The Tinman Sayeth:
The sphere takes much skill and sweat to
accomplish. The goal is for the metal guy to see the thing, know the field of operation, and then actually
take hammer in hand and give all his theories a try.
As they say in the saltflats top end racing world: "Theoretical cars with theoretical engines racing on
theoretical salt give theoretical results every time."
I encourage metal students to try out their theories, and I keep the "concrete" physical item in front of
them simply to intrigue and encourage, and also to keep them from scoffing it off as, "impossible".
Read the ideas below before seeing how I did it at the bottom of the page.
Others say:
---Tinman, Could you have possibly formed this around a steel sphere and then upon completion, drilled
a hole through the titanium and heated it up and melted the steel sphere and drained it out through the
hole. Titanium has a higher melting point than steel. Just a wild guess! TheSheet-fitters in
Dutch Harbor
The Tinman says: NUP! DISTORTION, OXIDATION, and effort too much.
Others say:
---How even is the thickness of your famous ti-sphere?
What grade of Ti did you use?(some beta's warp very little)
Did you harden your ti sphere?
Assuming that you cold worked.
I think you cut out the shape of a globe, worked the metal as close as you could to a sphere around another
sphere and welded it together. The heat from the last bit of weld would cause the air inside to expand
and help the Titanium not to warp but to maintain a spherical shape. Then you polished and polished and
polished.
---You drop a blob of molten titanium from a tower, that landed in a pool of oil and the inside cooled
slower, the outside...
---Ti powder heated in Ceramic hollow spherical cavity while rotating?
---I guess you could form it around an existing sphere made of something you could then remove through a
small hole. Maybe you could cut a pattern much like a baseball and form it as well.
---I imagine that you spun or formed the two hemispheres and then welded and finished them.

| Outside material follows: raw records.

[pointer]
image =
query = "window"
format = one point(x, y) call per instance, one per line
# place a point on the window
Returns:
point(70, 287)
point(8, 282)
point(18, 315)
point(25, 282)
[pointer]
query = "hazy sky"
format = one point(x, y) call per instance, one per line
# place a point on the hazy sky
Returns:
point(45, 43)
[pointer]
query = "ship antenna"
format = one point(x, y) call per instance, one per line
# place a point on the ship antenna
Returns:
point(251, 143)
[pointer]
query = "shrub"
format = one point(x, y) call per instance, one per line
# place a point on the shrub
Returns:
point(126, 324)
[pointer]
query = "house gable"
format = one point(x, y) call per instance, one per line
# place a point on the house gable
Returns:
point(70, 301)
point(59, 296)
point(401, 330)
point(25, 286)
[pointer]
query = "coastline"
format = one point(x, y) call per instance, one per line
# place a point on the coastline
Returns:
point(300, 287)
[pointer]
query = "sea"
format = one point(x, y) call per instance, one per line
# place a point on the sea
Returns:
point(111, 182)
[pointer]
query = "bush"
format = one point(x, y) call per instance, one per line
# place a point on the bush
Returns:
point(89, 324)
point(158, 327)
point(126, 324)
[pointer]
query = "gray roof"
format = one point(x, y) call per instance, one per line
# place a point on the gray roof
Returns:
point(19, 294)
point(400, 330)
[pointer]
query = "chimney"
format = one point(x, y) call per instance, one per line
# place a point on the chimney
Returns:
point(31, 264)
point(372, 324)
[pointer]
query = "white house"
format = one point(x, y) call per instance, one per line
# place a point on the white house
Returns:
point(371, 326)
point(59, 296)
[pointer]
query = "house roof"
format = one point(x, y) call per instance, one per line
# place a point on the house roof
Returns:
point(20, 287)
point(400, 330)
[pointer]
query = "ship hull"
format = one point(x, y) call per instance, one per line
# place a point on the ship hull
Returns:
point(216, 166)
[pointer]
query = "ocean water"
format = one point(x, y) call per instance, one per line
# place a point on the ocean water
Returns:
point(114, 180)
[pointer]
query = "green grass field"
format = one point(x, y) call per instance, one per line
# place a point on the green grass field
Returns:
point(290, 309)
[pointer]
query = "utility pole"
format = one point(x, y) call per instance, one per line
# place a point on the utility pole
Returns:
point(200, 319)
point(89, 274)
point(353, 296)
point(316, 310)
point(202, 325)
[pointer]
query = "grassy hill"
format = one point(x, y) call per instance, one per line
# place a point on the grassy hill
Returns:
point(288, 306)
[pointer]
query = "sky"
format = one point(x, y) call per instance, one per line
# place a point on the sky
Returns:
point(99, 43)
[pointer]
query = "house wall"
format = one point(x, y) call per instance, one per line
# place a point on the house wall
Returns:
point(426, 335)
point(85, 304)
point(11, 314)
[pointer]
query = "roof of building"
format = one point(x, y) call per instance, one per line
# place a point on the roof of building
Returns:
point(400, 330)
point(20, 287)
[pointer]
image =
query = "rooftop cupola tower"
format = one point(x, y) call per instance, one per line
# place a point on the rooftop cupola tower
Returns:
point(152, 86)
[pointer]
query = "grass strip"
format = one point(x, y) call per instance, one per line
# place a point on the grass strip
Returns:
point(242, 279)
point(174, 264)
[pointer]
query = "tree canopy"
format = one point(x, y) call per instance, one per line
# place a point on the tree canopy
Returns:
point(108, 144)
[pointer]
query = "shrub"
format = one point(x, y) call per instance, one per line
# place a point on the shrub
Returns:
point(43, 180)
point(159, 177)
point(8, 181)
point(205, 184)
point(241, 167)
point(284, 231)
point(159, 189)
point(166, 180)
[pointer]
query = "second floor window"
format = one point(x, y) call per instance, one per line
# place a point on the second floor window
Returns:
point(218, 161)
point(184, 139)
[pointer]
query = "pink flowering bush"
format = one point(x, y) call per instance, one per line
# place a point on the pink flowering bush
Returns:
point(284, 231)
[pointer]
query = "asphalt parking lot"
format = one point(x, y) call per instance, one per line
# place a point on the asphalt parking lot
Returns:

---Kent, I have been racking my brain on how this sphere was formed and I'm wondering if some type of a
glassblowing technique was used. It seems to me that the shrinking of the piece would cause too much
distortion in such a small radius.
---You bought it LOL.
---You say it's one piece. Is it really made from 12 pieces blanked out from the flat, rolled, welded,
and hammer formed to make one piece? I can't see how you could make it from one piece of flat. If
you did, you have too much time on your hands!
---My approach would be to use maybe two separate halves, but if the rules are a single sheet, I would use
either of the following approaches: A) Cut something like a jagged pumpkin smile and hammer it into
two joined hemispheres in a bowl former, fold the two together and weld up the seams to form the rough
sphere. or B) Cut a sort of dumbbell shape with cross tabs in the middle. The round end lobes
would become the polar caps and the cross tabs could wrap around to form the central latitudes.
Again I would form the elements into spherical shapes in a hollowed out former and then bend them
together to form the rough sphere by welding the seams. Now the tricky bit of
finishing: I believe any heating of low spots will produce enough internal pressure to force them
out and then you can quench the metal in the desired shape before the pressure drops off. High
spots can be hammered down after a little heating and quenched. A little work with the heating /
hammering / quenching process should get a pretty good sphere that could then be centerless ground
between two sanding disks or some such to get the final surface.
And here is how Kent really did it! Drum rollllllllllllllll.......
Kent started out with a square piece of sheet metal and beat it into a sphere!!!